With the new multimodal AI model Gemini, Google wants to at least catch up with OpenAI's GPT-4. First tests are underway.
According to three anonymous sources from The Information, Google has given a small group of selected companies access to a stripped-down chat version of Gemini. The three sources claim to have direct knowledge of the matter. The largest version of Gemini is still being developed internally.
The first test with external customers could be an indication that the launch of Gemini is getting closer. Google had previously announced it for this year. Earlier reports said it would launch in the fall.
Gemini will be offered to businesses via cloud access and integrated into Google's consumer products. Google plans to use Gemini for all of its AI applications, from the Bard chatbot to the new AI features in Workspace.
Through the Vertex AI service, Google plans to offer different model sizes. Smaller models could perform simpler tasks at a lower cost.
Google user data could give Gemini an edge
A big advantage, according to one tester, is that Google can process data from its products, such as Google Search, in addition to public information from the Web. This could result in the model understanding user intent better than GPT-4. It could also result in fewer incorrect answers, according to the source.

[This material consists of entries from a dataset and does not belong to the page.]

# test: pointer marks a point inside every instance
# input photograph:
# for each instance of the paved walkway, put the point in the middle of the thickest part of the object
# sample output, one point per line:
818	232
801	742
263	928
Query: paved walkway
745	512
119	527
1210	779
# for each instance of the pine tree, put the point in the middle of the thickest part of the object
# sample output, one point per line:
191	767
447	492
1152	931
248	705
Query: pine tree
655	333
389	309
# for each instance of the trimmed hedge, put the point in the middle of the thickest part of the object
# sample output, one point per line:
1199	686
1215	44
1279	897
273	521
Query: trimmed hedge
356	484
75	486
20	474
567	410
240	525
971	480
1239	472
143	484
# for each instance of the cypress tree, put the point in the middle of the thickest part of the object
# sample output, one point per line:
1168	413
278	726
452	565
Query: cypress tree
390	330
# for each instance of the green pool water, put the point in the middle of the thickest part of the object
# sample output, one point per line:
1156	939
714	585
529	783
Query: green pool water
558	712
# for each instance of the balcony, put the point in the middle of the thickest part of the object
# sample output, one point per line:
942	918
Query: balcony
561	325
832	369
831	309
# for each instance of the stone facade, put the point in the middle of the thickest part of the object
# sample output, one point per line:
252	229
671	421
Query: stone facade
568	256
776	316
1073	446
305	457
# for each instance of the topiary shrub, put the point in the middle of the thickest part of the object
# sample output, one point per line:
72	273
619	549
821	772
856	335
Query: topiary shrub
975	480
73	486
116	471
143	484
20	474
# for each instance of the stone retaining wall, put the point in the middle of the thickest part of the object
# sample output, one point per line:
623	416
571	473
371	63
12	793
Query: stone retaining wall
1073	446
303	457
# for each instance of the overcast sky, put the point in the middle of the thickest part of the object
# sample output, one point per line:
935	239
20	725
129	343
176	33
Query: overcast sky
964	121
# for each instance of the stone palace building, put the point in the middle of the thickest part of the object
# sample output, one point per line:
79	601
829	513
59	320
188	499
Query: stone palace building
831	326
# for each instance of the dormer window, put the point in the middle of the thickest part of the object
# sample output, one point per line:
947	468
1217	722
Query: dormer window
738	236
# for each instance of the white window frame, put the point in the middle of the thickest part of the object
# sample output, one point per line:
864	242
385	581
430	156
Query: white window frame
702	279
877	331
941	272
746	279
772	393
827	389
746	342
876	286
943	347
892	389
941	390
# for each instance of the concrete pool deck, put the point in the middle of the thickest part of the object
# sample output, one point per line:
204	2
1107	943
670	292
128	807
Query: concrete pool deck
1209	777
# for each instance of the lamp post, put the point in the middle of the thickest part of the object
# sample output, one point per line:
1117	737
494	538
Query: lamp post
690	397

Gemini's code generation is reportedly good enough that Google hopes to compete with Microsoft's GitHub Copilot. Features such as analyzing graphs and interpreting data, as well as performing actions on the computer, such as in the browser, using voice commands, are also being discussed.
Multiple Gemini models
Gemini, according to The Information, is "a set of large language models" that can perform various tasks such as chatbots, text summarization, code, or generating new text. It is unclear whether Gemini will rely on networked expert models, as OpenAI does with its GPT-4 architecture.
Demis Hassabis, Gemini's lead manager, said in late June that Gemini will combine some strengths of the AlphaGo system with the language capabilities of large models.